Vopson, who has proposed that information could in fact be considered a form of matter, expected that the same would be true of information systems; that, over time, its own kind of disorder ought to increase over time as well.
However, studying two different information systems – digital data storage and an RNA genome – he found that this was not the case. The second law of infodynamics requires 'information entropy' to either remain at the same level, or even decrease over time.
I don’t quite get it, but what I think the second law of infodynamics is saying is that information tends to become more organized over time.
"This approach, where excess information is removed, resembles the process of a computer deleting or compressing waste code to save storage space and optimize power consumption. And as a result supports the idea that we're living in a simulation."
The next steps will be to validate these findings experimentally.

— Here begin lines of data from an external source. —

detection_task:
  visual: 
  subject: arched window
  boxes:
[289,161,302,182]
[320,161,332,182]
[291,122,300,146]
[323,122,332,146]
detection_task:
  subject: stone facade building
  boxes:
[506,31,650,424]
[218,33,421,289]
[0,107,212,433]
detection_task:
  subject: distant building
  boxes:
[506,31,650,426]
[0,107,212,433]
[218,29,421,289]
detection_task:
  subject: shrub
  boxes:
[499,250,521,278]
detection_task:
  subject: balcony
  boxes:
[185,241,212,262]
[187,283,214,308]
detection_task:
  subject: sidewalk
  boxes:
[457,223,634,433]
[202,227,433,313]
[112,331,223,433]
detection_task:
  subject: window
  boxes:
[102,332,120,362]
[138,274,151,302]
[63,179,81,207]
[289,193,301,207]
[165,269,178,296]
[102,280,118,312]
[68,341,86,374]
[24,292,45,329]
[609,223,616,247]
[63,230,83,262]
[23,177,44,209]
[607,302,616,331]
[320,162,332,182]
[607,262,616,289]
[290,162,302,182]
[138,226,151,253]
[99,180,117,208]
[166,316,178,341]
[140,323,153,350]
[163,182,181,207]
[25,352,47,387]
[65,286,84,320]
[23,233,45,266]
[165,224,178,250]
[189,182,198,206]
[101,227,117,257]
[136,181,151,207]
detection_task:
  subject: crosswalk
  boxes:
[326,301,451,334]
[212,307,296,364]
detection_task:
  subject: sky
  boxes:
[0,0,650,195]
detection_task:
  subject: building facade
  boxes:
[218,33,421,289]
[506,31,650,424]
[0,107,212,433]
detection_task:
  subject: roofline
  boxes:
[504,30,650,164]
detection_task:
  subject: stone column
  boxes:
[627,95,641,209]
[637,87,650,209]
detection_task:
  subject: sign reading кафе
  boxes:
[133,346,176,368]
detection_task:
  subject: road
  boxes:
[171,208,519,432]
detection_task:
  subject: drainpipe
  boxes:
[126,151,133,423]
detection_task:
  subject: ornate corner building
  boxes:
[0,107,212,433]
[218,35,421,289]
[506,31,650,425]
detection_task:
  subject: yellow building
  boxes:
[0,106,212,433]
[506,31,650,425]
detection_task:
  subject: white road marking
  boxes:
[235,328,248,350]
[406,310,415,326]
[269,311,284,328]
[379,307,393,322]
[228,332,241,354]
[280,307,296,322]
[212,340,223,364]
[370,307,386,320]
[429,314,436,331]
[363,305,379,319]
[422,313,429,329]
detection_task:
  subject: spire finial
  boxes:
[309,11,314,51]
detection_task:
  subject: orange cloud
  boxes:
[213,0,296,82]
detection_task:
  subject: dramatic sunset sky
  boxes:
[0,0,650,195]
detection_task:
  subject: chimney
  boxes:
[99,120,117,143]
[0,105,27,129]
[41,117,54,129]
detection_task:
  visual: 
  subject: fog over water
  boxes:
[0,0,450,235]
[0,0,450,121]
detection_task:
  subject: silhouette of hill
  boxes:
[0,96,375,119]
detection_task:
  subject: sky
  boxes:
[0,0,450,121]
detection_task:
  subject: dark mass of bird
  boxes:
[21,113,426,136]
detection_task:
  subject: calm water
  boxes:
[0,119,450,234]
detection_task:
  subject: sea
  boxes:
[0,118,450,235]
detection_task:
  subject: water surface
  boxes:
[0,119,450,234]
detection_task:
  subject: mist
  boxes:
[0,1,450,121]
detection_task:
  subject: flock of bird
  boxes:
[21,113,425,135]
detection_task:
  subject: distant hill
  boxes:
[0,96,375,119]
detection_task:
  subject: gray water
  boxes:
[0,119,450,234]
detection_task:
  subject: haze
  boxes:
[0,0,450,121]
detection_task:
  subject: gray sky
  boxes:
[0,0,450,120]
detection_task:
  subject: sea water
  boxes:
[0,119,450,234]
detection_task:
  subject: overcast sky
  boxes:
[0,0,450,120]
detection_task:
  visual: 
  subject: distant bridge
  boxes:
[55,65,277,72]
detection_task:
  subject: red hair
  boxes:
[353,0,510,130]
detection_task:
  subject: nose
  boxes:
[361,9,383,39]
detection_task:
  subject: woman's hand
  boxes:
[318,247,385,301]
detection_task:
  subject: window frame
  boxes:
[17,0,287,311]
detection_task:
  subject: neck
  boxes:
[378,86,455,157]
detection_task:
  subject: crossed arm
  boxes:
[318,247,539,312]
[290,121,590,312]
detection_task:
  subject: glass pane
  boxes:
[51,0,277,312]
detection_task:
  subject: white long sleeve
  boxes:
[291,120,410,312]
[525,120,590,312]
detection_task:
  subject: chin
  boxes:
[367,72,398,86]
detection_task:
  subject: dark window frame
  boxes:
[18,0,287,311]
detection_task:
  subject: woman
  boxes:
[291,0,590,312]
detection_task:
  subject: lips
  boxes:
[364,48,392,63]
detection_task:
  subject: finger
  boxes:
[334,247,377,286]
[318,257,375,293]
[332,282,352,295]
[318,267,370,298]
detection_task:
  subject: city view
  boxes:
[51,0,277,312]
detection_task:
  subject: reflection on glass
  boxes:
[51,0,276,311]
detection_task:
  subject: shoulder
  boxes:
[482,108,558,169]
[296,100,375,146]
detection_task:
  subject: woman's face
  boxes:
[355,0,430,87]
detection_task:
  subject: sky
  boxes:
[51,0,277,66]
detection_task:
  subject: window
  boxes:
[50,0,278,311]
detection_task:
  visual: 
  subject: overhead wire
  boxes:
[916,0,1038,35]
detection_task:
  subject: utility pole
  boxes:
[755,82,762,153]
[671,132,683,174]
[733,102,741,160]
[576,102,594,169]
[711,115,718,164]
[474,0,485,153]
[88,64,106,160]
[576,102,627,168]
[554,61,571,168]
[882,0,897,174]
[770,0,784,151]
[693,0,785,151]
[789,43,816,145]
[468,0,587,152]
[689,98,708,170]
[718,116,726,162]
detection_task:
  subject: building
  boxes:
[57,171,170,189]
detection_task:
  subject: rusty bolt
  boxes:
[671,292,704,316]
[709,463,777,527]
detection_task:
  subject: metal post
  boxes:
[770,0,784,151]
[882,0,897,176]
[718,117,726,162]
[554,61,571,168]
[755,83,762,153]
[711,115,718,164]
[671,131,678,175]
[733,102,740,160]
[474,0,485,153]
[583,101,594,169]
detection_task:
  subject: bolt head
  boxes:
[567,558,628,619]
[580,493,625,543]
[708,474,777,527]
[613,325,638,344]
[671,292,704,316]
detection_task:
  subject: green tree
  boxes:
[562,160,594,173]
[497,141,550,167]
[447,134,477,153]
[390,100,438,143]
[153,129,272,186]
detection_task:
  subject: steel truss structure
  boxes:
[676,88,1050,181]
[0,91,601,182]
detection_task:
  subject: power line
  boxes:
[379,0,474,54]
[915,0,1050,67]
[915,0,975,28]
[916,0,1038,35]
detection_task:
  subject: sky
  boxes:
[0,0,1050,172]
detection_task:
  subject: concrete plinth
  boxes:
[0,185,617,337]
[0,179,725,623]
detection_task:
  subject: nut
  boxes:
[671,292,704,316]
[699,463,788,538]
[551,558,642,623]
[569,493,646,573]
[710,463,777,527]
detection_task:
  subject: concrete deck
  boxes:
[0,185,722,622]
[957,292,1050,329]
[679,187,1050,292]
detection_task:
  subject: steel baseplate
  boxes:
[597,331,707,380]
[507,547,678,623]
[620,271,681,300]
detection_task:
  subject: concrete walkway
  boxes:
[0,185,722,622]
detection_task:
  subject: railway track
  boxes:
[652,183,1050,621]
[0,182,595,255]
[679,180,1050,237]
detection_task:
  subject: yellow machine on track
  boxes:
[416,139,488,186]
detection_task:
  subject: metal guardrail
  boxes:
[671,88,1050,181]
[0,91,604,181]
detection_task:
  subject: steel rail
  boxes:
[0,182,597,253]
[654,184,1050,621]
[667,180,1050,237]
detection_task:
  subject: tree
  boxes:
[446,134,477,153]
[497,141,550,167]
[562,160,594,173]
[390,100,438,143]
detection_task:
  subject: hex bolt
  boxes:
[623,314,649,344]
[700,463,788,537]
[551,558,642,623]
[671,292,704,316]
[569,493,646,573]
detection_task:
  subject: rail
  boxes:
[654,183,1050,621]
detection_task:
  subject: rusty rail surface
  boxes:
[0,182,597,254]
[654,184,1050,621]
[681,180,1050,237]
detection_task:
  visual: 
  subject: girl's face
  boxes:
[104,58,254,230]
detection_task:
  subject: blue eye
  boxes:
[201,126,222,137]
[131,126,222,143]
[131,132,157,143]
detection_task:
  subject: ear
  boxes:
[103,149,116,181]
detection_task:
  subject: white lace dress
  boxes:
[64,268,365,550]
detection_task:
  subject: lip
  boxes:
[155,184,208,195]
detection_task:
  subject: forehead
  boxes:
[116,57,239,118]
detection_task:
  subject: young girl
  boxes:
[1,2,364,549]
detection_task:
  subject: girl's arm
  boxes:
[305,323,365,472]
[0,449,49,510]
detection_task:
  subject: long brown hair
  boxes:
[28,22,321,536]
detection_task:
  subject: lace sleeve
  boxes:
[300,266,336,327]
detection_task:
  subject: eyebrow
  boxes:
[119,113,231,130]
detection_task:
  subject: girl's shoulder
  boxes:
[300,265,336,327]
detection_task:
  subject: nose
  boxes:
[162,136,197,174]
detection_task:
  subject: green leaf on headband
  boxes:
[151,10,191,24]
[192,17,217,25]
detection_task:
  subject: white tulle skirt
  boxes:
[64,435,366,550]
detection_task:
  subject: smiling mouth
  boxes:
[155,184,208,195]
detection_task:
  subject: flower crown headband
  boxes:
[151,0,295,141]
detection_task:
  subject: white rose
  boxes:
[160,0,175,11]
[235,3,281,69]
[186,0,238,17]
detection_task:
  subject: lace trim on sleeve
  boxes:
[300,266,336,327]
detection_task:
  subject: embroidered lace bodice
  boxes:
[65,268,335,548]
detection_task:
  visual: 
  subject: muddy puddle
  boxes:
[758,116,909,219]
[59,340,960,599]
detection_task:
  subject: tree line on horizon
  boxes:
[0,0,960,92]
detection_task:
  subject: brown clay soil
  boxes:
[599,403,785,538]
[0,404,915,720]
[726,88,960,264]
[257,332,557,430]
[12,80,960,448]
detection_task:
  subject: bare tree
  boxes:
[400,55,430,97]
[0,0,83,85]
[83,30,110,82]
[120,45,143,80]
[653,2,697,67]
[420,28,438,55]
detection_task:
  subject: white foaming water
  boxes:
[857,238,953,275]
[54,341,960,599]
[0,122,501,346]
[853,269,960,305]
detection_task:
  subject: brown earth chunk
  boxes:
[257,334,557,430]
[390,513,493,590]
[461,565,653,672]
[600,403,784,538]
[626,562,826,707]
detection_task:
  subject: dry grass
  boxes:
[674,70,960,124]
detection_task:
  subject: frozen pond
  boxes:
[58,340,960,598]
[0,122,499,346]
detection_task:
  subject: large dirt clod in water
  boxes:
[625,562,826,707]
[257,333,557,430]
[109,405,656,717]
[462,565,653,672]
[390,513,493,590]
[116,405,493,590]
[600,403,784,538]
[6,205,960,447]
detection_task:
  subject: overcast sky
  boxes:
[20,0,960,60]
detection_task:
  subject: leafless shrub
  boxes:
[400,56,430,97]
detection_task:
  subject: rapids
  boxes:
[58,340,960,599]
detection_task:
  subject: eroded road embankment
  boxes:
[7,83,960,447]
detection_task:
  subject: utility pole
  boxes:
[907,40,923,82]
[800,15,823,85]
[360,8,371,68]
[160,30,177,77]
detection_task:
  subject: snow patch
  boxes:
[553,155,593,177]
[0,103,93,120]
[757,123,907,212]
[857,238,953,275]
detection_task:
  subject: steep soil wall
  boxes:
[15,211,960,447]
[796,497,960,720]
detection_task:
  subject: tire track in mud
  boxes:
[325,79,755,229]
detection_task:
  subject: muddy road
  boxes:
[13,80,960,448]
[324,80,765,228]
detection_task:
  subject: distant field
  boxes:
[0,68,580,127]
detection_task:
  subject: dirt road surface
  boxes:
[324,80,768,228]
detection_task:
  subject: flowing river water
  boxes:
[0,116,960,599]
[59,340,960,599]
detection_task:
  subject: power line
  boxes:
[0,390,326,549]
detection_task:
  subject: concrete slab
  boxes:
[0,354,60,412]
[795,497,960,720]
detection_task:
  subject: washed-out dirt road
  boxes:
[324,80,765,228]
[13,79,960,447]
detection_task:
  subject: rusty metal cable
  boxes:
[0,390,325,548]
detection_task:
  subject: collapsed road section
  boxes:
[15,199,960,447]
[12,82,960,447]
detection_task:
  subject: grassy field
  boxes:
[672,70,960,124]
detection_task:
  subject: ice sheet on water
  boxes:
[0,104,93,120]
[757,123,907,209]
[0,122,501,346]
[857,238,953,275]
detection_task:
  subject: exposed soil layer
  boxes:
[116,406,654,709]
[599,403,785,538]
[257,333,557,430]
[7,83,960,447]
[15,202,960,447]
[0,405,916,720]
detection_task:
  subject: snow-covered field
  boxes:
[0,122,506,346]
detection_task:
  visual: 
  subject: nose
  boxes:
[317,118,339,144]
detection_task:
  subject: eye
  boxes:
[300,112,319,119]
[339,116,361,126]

If we are living in a simulation, then information is the fundamental building block of our Universe – like bits are the fundamental unit of information in computing – and may, Vopson has previously proposed, have mass.
Information has mass? Now I’m lost again.
Anyway, read the manual on our possibly simulated universe at The second law of infodynamics and its implications for the simulated universe hypothesis1 at AIP advances, complete with squiggly math!
If this is a simulation, the graphics are pretty good. Photo by Greg Rakozy on Unsplash
Thank you for reading!
Please click the hearts, leave a comment, and use the share feature to send this issue to a friend who might enjoy it. See you next Thursday!
“The simulation hypothesis is a philosophical theory, in which the entire universe and our objective reality are just simulated constructs. Despite the lack of evidence, this idea is gaining traction in scientific circles as well as in the entertainment industry. Recent scientific developments in the field of information physics, such as the publication of the mass-energy-information equivalence principle, appear to support this possibility. In particular, the 2022 discovery of the second law of information dynamics (infodynamics) facilitates new and interesting research tools at the intersection between physics and information. In this article, we re-examine the second law of infodynamics and its applicability to digital information, genetic information, atomic physics, mathematical symmetries, and cosmology, and we provide scientific evidence that appears to underpin the simulated universe hypothesis.”